Complying with the Act means an organization needs to do some homework. It has to review and analyze how it conducts its business to determine its personal information practices-what personal information it collects, why it collects it, how it collects it, what it does with it, where it keeps it, when it uses it, when and how it disposes of it, and to whom it discloses it. And it may have some restructuring and reorganizing work ahead of it, to meet the requirements of the Act.
I want to make clear, however, that we recognize that this is a challenge for small businesses. Large businesses have the resources to comply-training, putting in place the proper people, building the necessary structures. But they won't be the only enterprises subject to the Act. There's no limitation in the Act: any organization that collects, uses or discloses personal information in the course of commercial activities is covered, in the absence of substantially similar provincial legislation.
For me, it's not enough simply to say to them that this is the law of the land and they have to comply. Nor is it enough to trot out comforting platitudes about good privacy being good business. Good privacy is good business, but that doesn't help if it's beyond the resources of a small company. It might be good business for a Mom-and-Pop video store to advertise in the local newspaper, install the best burglar alarm system, and offer weekly loss-leader specials. If it hasn't got the resources to do those things, laws or regulations forcing it to do so are not going to help matters.

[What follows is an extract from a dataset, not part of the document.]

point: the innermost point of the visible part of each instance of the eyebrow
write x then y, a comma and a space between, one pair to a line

We in the privacy protection business, and particularly in my Office, with responsibility for a law that is going to apply directly to many small businesses, have a duty to minimize the impact on them. This Office will not act so as to diminish the relationship with small businesses or their relationships with their customers; on the contrary, we will act to enhance the relationship.
I've taken you on a bit of an excursion, so let me briefly run over what I've talked about so that you can get home again safely.
This is a time of ethical crisis in public service. Your organizations are under a lot of scrutiny from a sceptical public. As privacy professionals, you're well placed to help your organizations survive that scrutiny. You're responsible for what is arguably an organization's most important ethical obligation. People are not going to trust government institutions with their personal information unless they are satisfied that the values and ethics of those institutions are above reproach. Words alone aren't going to convince them of that. You need to build the structures that help the organization to behave ethically. Setting your organization up to comply with the PIPED Act and the CSA Model Code is a major step towards establishing ethical structures.
For all my saying that nice words aren't enough, I want to finish with some. First, one that's pretty meaningful for my Office these days, from Mark Twain: "Always do right-this will gratify some and astonish the rest." And second, one from Henry David Thoreau, reminding us of what this is all about: "Aim above morality. Be not simply good, be good for something."